Filename: chat_template.yml.j2

- name: system instructions
  role: system
  content: |
    Your name is {{ character_name }} and you are meant to be helpful and never harmful to humans.

- name: user query
  role: user
  content: |
   {{ username}}: {{ user_query }}

- name: response
  role: user
  content: |
    {{ character_name }}:

Run this python code from the same directory you have saved the file chat_template.yml.j2 to.
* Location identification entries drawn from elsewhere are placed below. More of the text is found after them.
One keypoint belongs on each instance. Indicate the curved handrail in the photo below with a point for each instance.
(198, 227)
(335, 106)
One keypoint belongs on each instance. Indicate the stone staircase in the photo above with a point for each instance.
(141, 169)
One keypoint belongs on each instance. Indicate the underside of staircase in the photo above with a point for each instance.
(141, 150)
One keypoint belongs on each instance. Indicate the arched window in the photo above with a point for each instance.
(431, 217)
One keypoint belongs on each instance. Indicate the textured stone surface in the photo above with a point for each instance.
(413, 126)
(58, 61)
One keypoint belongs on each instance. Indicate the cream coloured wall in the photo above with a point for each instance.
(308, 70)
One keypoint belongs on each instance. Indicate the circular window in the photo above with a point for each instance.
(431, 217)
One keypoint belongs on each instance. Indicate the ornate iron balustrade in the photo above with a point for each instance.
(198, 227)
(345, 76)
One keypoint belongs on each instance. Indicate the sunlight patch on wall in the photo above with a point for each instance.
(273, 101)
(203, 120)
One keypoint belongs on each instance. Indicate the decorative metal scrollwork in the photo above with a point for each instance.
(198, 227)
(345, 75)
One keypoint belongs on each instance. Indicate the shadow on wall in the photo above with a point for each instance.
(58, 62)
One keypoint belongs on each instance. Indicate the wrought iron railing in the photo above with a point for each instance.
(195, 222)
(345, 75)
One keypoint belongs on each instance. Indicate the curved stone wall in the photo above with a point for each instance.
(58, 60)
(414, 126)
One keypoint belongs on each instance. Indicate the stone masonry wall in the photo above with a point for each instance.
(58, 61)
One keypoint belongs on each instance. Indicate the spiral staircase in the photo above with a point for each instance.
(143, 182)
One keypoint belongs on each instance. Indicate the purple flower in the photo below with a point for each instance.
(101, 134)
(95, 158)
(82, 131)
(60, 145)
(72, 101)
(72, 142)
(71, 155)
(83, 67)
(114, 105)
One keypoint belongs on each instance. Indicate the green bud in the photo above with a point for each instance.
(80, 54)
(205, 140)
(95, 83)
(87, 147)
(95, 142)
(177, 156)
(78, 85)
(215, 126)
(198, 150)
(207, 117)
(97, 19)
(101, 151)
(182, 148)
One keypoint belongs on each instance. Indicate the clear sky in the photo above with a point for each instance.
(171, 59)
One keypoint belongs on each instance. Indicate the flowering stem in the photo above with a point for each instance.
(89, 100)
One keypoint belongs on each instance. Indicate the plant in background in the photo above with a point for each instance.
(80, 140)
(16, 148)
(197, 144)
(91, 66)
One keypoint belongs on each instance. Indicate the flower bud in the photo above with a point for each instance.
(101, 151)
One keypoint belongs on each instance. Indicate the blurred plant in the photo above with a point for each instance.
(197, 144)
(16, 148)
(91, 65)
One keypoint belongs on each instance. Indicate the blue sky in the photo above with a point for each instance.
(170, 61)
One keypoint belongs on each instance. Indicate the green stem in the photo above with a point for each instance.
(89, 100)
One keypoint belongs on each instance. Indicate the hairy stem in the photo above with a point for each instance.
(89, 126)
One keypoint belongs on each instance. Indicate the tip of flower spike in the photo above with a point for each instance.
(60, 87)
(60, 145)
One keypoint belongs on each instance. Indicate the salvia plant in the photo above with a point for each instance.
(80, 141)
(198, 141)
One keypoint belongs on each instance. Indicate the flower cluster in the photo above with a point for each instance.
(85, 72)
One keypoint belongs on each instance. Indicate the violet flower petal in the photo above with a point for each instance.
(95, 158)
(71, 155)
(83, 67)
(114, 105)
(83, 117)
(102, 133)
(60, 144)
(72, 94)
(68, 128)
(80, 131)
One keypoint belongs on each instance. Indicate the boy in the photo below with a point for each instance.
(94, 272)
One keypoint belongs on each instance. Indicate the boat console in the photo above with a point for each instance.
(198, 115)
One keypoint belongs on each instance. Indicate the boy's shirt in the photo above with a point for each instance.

from prompt_poet import Prompt

prompt = Prompt(
    template_path="chat_template.yml.j2",
    template_data=template_data
)
print(prompt.string)
>>> 'Your name is Character Assistant and you are meant to be helpful and never harmful to humans.Jeff: Can you help me with my homework?Character Assistant:'

Related Work

  • Priompt: Priompt (priority + prompt) is a JSX-based prompting library. It uses priorities to decide what to include in the context window. This project achieves a similar goal in separating a templating layer from a logical construction layer written in and compatible with TypeScript-based usage.
  • dspy: Provides a great way of automagically optimizing prompts for different models though lacks deterministic control of the prompt important for things like caching and high-throughput, low latency production systems.
  • Prompt Engine: Born from a common problem of production prompt engineering requiring substantial code to manipulate and update strings this Typescript package similarly adds structure to the prompt templating process– though comes across as being somewhat opinionated making assumptions based on the use cases. With last commits being from 2 years ago it does not seem as though this package is in active development.
  • llm: Allows basic prompts to be defined in YAML with the Jinja2 enabled features like dynamic control flow, function calling and data bindings.
  • Raw Python f-strings: There are several projects that take slightly different approaches to prompt templating by wrapping f-strings:
    • LangChain: LangChain has a much larger scope than prompt templates though it does provide some basic templating abstractions. Good for simple templating use cases then starts to get unwieldy as prompts increase in complexity.
    • LlamaIndex: Like LangChain, LlamaIndex has a much larger scope than prompt templates though it also provides some basic templating abstractions.
    • Mirascope: Implements a novel approach to prompt templating by encapsulating everything in a single python class and using the class’s docstring as the f-string into which to bind data.